Our previous work supports a role for aquaporin-8 (AQP8) water channels in rat hepatocyte bile formation mainly by facilitating the osmotically driven canalicular secretion of water. In this study, we tested whether a condition with compromised canalicular bile secretion, i.e. the estrogen-induced intrahepatic cholestasis, displays defective hepatocyte AQP8 functional expression. After EE administration (5 mg/kg b.w./day for 5 days) to rats, the bile flow was reduced by 58% (P< 0.05). By subcellular fractionation and immunoblotting analysis, we found that 34 kDa AQP8 was significantly decreased by about 70% in plasma (canalicular) and intracellular (vesicular) liver membranes. However, EE-induced cholestasis did not significantly affect the protein level or the subcellular localization of sinusoidal AQP9. Immunohistochemistry for liver AQPs confirmed these observations. Osmotic water permeability (Pf) of canalicular membranes, measured by stopped-flow spectrophotometry, was significantly reduced (73 ± 1 vs. 57 ± 2 mm.sec-1) in cholestasis, consistent with defective canalicular AQP8 functional expression.
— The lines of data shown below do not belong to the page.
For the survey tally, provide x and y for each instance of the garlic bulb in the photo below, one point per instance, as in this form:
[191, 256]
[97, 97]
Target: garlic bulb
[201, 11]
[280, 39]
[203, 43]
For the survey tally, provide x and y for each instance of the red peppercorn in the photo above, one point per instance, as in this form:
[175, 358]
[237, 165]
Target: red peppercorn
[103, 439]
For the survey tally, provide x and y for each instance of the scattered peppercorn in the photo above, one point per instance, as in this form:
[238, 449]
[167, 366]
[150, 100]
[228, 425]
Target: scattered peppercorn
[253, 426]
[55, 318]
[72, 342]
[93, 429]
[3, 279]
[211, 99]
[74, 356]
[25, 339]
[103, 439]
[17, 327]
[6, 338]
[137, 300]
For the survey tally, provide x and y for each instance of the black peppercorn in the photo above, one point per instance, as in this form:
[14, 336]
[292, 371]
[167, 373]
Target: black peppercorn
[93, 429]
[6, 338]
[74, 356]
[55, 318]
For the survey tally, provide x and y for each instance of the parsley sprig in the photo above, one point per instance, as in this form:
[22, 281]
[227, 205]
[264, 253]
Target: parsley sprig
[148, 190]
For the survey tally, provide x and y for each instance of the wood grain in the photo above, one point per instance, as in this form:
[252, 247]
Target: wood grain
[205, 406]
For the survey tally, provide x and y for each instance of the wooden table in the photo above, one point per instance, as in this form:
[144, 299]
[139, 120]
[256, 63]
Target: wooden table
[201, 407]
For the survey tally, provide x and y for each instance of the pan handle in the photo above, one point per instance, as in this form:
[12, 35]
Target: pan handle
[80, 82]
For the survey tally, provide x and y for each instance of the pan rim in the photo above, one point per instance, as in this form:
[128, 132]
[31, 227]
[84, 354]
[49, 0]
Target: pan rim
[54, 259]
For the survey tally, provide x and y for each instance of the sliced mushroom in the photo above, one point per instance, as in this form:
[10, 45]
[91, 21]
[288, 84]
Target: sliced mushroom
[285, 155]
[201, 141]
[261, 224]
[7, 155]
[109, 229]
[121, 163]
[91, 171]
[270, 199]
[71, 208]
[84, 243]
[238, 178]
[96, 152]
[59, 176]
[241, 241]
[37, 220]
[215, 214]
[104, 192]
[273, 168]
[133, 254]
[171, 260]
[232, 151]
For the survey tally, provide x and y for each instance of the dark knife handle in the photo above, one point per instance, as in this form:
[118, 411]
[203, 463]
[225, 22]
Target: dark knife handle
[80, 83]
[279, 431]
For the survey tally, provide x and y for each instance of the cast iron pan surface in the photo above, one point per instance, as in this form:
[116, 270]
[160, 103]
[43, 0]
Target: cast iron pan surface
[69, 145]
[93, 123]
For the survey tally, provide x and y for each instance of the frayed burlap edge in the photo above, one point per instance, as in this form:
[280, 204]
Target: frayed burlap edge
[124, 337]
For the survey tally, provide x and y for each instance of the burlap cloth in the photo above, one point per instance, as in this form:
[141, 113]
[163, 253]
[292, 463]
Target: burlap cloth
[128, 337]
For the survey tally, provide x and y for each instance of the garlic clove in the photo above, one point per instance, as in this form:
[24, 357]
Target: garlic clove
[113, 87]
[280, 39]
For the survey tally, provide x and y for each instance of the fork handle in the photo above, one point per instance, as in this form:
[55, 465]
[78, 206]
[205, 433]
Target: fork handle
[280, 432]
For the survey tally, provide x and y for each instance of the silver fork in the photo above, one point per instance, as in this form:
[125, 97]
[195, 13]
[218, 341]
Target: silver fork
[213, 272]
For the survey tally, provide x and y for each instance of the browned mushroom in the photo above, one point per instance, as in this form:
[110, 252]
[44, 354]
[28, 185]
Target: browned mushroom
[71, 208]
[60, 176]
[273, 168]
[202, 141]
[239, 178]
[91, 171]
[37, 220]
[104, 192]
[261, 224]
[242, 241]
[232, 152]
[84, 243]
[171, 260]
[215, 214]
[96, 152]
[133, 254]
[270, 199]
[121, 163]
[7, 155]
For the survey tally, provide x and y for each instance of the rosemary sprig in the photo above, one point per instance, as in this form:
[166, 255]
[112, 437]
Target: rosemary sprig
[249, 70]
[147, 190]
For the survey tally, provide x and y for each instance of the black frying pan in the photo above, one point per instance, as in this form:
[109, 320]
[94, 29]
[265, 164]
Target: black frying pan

By Northern blotting, we found that AQP8 mRNA expression was increased by 115% in cholestasis, suggesting a post-transcriptional mechanism of protein level reduction. Accordingly, studies in primary cultured rat hepatocytes indicated that the lysosomal protease inhibitor leupeptin prevented the estrogen-induced AQP8 down-regulation. In conclusion, hepatocyte AQP8 protein expression is down-regulated in estrogen-induced intrahepatic cholestasis presumably by lysosomal-mediated degradation. Reduced canalicular membrane AQP8 expression is associated to impaired osmotic membrane water permeability. Our data support the novel notion that a defective expression of canalicular AQP8 contributes as a mechanism for bile secretory dysfunction of cholestatic hepatocytes.